Originally posted by: spirit

I'm glad two people brought back two things to everyone's attention.

Manorama, for all the inconsistencies in her character, does say some of the most sensible things at times. These two have been living as a man and wife with the family for six months crying out loud! Let's not make this a bigger joke than it already is. My views being a second wedding, assuming what arnie says is correct about the first being legalized and acceptable in the eyes of the law, is not really needed. But this is a fictional show on starplus, I suspect this big fat wedding is needed to let the leads do the deed😆..if nothing else..lol. Enuff said.😛 And yet another SR drama, it's a trp goldmine😆

And if no one bothered, the bride-to-be comes adorned with a managalsutra and a sindoor , someone show her a mirror already.

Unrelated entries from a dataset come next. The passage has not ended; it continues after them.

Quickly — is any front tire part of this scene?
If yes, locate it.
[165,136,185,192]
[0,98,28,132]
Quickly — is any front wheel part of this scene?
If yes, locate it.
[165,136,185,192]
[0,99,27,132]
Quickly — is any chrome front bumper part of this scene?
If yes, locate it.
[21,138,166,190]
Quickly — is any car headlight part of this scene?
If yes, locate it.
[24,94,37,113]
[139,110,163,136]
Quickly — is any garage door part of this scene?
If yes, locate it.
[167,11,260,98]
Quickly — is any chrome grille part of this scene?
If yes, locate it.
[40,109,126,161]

See not even a hypocrisy personified dadi can tell her to take that one off! Tell me something, what is an incomplete marriage, either it is or it isn't? 🤔

If its legalized, I wish they had made her voice out her desire on the lines of wanting a traditional wedding not this chant of an incomplete one., which makes them both look like dimwits.🤔

Im curious, would she have dared to walk out on him on the grounds of this marriage being incomplete in her eyes, after the warning bells were raised in her head, even if dadi had not been privy to what transpired on the terrace that night? Pity we will never know, how she would gone about rectifying that now.

But trust him to show her a thing or two about what is real...very much beyond the tangible., a reality that not even she can deny but one that binds them already! And one that is key to their marriage. He makes her not only blurt out but realise what hez been saying all along. That she is already his. So my question is, what will these rituals significantly change, esp., in this context? Social acceptance!? Perhaps...and a growth in her, I see her transforming to mrs.asr even before these rituals are complete, it began when she dared to defy the dadi dictate to confess to her husband...and it is an ongoing process. May be this is all worth it for this alone, and our hopes of the female lead growing a backbone will be fulfilled. And it's not all about her but also him, who has to fully understand the ramifications of his wrong actions, and his redemption for the lack of a better word, this is yet another part of that ongoing process. But for them to start afresh, the contract bit has to come out. Yikes, if it means another round of khushi ridicule, I don't know if I can sit through it.

But I'm curious,

Will the completion of all of these wedding rituals change the perception, image and love the members of the Raizada family have for khushi from what they already know and feel for her?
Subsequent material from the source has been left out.